Saturday, November 26, 2011

An artist who seeks inspiration from street life and advertisements

Here is an insightful statement by artist Subha Ghosh that accompanies his new series of works at Indar Pasricha Contemporary Arts, London:
“There is a certain relationship of my present work and the urban Indian art of billboard painting. Although due to the advent of cheap large scale technology the art of hand painted hoardings have almost died out but in a few pockets in cities like Chennai, Mumbai and smaller Indian towns and mofussils.

My work, for quite some time, has found inspiration in forms of street life and advertisements, like cut out figures and billboard hoardings. The cutout figure like the famous Air India Maharaja or the Kodak cutouts at the Kodak shops created a kind of dislocation of reality for me. But it was not a complete alienation but a reconnection with reality at a different level.

The cutout has become a vehicle for me to transport populations to different localities and diverse societies. It also helps me to look at the social fabric today. After all what is our social structure? What relationships are we building up within our society? I do not believe in concrete structures like the state and religion.

They are both artificial entities. In reality there are no marked boundaries it is a palimpsest. Perhaps it is on the fluid borders of these categories and moving populations, with their aspirations and expectations and desires that I want to place my figures in, not just as witnesses, but as infiltrators.

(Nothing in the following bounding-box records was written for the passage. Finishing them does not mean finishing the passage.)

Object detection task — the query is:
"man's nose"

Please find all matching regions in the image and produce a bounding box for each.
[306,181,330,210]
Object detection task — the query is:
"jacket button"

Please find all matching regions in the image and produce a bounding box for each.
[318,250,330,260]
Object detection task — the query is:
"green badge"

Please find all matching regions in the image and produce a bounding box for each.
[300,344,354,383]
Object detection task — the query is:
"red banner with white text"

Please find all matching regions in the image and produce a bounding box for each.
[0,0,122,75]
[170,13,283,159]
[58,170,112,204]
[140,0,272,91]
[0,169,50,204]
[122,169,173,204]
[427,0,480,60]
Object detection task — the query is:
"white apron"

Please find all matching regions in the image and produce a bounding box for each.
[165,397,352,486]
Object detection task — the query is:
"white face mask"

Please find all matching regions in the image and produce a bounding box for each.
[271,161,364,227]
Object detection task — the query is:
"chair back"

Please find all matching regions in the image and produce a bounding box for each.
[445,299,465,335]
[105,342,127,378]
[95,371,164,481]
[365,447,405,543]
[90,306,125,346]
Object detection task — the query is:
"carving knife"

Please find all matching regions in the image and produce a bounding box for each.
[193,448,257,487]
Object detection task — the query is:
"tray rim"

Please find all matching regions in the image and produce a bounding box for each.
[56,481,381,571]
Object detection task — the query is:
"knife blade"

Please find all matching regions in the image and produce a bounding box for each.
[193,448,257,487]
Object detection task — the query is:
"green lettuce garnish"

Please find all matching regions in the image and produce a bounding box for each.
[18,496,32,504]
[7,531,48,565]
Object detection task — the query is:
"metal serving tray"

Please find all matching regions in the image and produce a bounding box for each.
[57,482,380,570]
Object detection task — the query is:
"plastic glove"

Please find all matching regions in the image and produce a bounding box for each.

The billboards for me always had a fascination in the arbitrariness of their composition and the place they have found in embodying a political message within our consciousness. The emancipation of composition from known notions of artistic composition is refreshing. Scale is because of the importance of the protagonist within the narrative of the picture or in the social context they are situated in and not in any perspective logic. I have been fascinated by the political implications of scale in our social thinking and its physical manifestations.

What happens if that very idea of the scale is subverted? If surreptitiously, we replace the mythological personality by a very ordinary person. Does he or she acquire a mythical status? Is the class structure that these billboards seem to reflect subverted? The other aspect that I find myself looking at is the grand gesture for a grand narrative.

This is where I find the art of billboard painting crossing over into the grand narrative of renaissance painting. In my work I am trying to locate myself in that fold of the grand gesture of the renaissance painting and Indian billboard painter."